Schupp’s team investigates elder abuse and neglect. Since the pandemic hit, their investigations have led them to the alcohol-induced dementia cases.

“It’s dementia but it comes from something they’ve done,” Schupp.

It’s not just a drink here or there. It’s daily binge drinking over a long period of time. Schupp believes the pandemic makes it exponentially worse.

“That is really on the rise. Again, people are secluded. I think they’re drinking more,” says Schupp.

Because it is new, Schupp cannot put a number to cases of alcohol-induced dementia. First Alert Investigation found little recent research on the topic.

A report from the National Center for Biotechnology Information, a branch of the National Institutes of Health, published findings eight years ago saying more research is needed. There was a limited investigation on what happens to the brain. It reads “social isolation appears to be a significant factor.”

Schupp says people need to know more about the condition so it can be diagnosed correctly and in a more timely way.

That’s where she’s seeing the biggest problem.

“A lot of times it’ll be misdiagnosed as mental health, because the person is so young, no one’s looking for dementia diagnosis,” Schupp says. “Mental health is treatable. There’s medications that improve mental health. Dementia, there’s no medications that are going to stop the progression.”

So what does it do to the brain? We found details released by the Alzheimer’s Society in the United Kingdom. Findings state it can affect a person’s mood and balance, even when sober. Scans will show areas of the brain have shrunk, according to the research.

In Northeast Wisconsin, investigators are finding people who seem more confused. They’re getting into traffic accidents and lack ability to reason.

“For example, if I said to you what does a truck and a bicycle have in common? That cognitive ability to think about that… they lose that. Some people, it advances faster than others,” says Schupp.

As it worsens, people with alcohol-induced dementia need an increased amount of care similar to those living with Alzheimer’s.

In Brown County, finding those patients a place to live is next to impossible.

“Someone in their forties would not be appropriate for a nursing home,” says Schupp. “They tend to be more aggressive and they still, despite the fact they have alcohol-induced dementia, they’re still alcohol seeking.
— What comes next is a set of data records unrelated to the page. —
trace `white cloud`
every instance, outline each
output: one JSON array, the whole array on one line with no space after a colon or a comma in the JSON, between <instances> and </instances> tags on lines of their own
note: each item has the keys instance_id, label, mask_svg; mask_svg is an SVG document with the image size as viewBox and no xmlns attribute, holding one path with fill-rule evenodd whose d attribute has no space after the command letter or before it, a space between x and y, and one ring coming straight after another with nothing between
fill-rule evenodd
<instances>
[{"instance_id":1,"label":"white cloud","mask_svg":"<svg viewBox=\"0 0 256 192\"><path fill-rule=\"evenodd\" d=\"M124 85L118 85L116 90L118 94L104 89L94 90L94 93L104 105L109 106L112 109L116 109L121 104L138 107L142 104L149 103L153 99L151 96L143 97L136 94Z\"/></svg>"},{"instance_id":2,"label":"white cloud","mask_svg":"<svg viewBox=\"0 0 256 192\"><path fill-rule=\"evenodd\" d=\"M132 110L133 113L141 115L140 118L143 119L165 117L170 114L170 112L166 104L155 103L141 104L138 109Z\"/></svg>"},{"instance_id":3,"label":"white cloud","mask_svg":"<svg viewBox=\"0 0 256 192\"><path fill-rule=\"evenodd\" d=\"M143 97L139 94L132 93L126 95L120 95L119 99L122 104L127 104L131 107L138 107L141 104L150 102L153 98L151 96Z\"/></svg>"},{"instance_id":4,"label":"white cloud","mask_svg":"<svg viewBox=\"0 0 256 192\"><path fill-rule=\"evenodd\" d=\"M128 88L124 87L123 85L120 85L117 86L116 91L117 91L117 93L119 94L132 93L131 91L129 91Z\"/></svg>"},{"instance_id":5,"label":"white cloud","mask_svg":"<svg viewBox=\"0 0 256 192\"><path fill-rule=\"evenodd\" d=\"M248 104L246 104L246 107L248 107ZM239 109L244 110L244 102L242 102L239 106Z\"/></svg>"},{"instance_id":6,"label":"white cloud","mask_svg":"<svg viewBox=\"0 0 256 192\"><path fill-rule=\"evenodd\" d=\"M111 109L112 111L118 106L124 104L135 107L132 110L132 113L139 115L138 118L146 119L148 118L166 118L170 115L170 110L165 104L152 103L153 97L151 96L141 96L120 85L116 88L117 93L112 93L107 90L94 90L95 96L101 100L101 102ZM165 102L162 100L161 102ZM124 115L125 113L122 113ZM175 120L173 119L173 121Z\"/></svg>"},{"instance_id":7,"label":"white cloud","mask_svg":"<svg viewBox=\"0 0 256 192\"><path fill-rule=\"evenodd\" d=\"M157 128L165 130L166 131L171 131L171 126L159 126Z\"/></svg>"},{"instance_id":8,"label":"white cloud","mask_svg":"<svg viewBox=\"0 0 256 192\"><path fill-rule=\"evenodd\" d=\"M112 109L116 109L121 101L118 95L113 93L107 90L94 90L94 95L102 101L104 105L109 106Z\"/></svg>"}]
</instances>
So those people are very difficult to find placements for because again, they tend to be a little younger.”

Until the condition is more readily diagnosed, Schupp believes more families will face the problem.

There’s still not a lot of data about the permanence of the condition. Research shows there’s a chance stopping drinking alcohol will slow it, but it’s incredibly rare for dementia to be reversed.